2. Datanodes talk to each other and figure out what need to be re-replicated if one of the nodes goes down
3. Access Mostly Uused Products by 50000+ Subscribers
4. Since Hadoop is design to run on commodity hardware, the datanode failures are expected. Namenode keeps track of all available datanodes and actively
maintains replication factor on all data.
Ans : 4
Exp : The namenode actively tracks the status of all datanodes and acts immediately if the datanodes become non-responsive. The namenode is the central "brain" of the HDFS and
starts replication of the data the moment a disconnect is detected.

Question :

Which of the following tool, defines a SQL like language..

1. Pig
2. Hive
3. Access Mostly Uused Products by 50000+ Subscribers
4. Flume
Ans 2

Question : As a client of HadoopExam, you are able to access the Hadoop cluster of HadoopExam Inc, Once a your application validates
its identity and is granted access to a file in a cluster, what is the remainder of the read path back to the client?

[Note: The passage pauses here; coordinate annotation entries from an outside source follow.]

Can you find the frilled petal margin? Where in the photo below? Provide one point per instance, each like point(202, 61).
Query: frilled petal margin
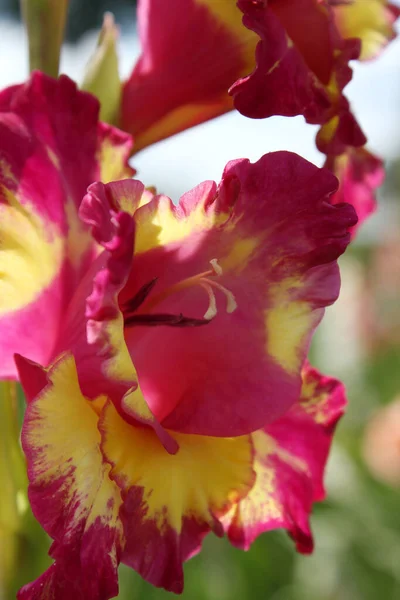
point(192, 52)
point(70, 491)
point(79, 478)
point(172, 501)
point(52, 147)
point(360, 173)
point(290, 458)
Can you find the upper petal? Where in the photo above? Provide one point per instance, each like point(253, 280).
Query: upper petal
point(104, 363)
point(275, 238)
point(70, 491)
point(370, 20)
point(192, 52)
point(290, 458)
point(52, 147)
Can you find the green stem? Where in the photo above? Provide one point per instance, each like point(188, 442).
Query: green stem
point(45, 23)
point(14, 483)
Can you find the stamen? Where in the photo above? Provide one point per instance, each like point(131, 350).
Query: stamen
point(216, 267)
point(231, 304)
point(212, 307)
point(206, 280)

1. The NameNode gives the client the block IDs and a list of DataNodes on which those blocks are found, and the application reads the blocks directly from the DataNodes.
2. The NameNode maps the read request against the block locations in its stored metadata, and reads those blocks from the DataNodes. The client application then reads
the blocks from the NameNode.
3. Access Mostly Uused Products by 50000+ Subscribers
4. DataNode closest to the client according to Hadoop's rack topology. The client application then reads the blocks from that single DataNode.